Tim Parks of the New York Review of Books conducted a new chapter in his continuing Q&A on the topic with roboticist and philosopher Riccardo Manzotti, an externalist who believes the mind is more than just the actions and reactions of the nervous system. He leads off the introduction with this question: Will we ever really know what, or even where, consciousness is?
I’m not a roboticist nor philosopher, but I’m fairly certain the answer is a definite “yes,” whether the mind is merely neural activity or something more, providing we don’t first become extinct by our own hand or the hand of…whatever. A run as good as the one the dinosaurs enjoyed would likely be enough for us to figure out the matter–the gray matter–and likely replicate consciousness in machines. Not happening in our lifetimes but happening if there are enough lifetimes.
An excerpt:
Tim Parks:
Internalists often mention Wilder Penfield’s experiments. He managed to get people to have hallucinations by stimulating parts of their brains electrically during open brain surgery. Other neuroscientists have even managed to relate stimulation of a particular neuron to “seeing” a particular face, obviously in the absence of that face.
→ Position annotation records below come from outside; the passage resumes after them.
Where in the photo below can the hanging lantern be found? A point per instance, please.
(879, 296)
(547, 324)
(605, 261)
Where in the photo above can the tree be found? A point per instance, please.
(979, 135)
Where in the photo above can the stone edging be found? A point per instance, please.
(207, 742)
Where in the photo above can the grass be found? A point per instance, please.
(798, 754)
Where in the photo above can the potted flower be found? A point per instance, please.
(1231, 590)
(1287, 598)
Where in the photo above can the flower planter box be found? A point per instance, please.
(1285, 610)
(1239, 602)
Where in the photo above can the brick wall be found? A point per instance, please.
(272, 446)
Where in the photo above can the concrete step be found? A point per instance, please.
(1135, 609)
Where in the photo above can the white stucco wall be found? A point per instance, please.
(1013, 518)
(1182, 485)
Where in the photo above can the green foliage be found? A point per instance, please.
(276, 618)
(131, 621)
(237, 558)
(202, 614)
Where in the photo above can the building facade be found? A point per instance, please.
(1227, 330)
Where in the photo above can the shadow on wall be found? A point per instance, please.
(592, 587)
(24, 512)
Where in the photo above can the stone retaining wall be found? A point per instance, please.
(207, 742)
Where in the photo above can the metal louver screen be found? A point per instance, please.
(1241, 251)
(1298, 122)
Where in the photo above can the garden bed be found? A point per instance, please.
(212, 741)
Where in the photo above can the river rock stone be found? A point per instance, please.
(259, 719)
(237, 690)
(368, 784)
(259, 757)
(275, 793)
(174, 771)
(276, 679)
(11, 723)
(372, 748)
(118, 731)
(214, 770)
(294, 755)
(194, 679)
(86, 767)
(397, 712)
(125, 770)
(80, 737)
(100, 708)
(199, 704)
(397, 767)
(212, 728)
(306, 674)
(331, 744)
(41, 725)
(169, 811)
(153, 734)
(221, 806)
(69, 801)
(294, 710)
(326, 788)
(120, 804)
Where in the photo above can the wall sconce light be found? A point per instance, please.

Again this suggests that experience is generated by the brain; we don’t need the world around to see something.
Ricardo Manzotti:
Have you checked out the hallucinations Penfield reports?
Tim Parks:
No.
Ricardo Manzotti:
They are all rather everyday ordinary experiences. Seeing one’s wife entering the room. Hearing a friend’s voice.
Tim Parks:
And so?
Ricardo Manzotti:
Well, if experience were actually generated freely by the brain, isn’t it odd that it remains so strictly tied to the world? Why no colors that have never been seen before? Sounds never heard in reality? Why no experiences that clearly have nothing to do with the outer world? Even when we dream we are aware that the bizarre aspects of dreams are due to their superimposition or mixing of different elements of known experience. An elephant that’s pink, or green. A dog that can talk. Whatever.
Tim Parks:
But surely the point is that we’re seeing something that’s not there.
Ricardo Manzotti:
Tim, we discussed this in our conversation on dreams. The question of what’s “there” or what’s “now” is complex. The objects that make up our experience can be milliseconds or years away from our bodies. Photons take time to travel, neurons take time to send electrical signals. We have already suggested that although ongoing ordinary experience of the world follows a privileged neural path that makes it possible for the body to deal with phenomena immediately around it, there are also other paths, eddies as it were, where neural activity mills, or is somehow delayed, then released later in dreams, or when a surgeon stimulates a part of the brain electrically. But this does not mean the brain is creating experience.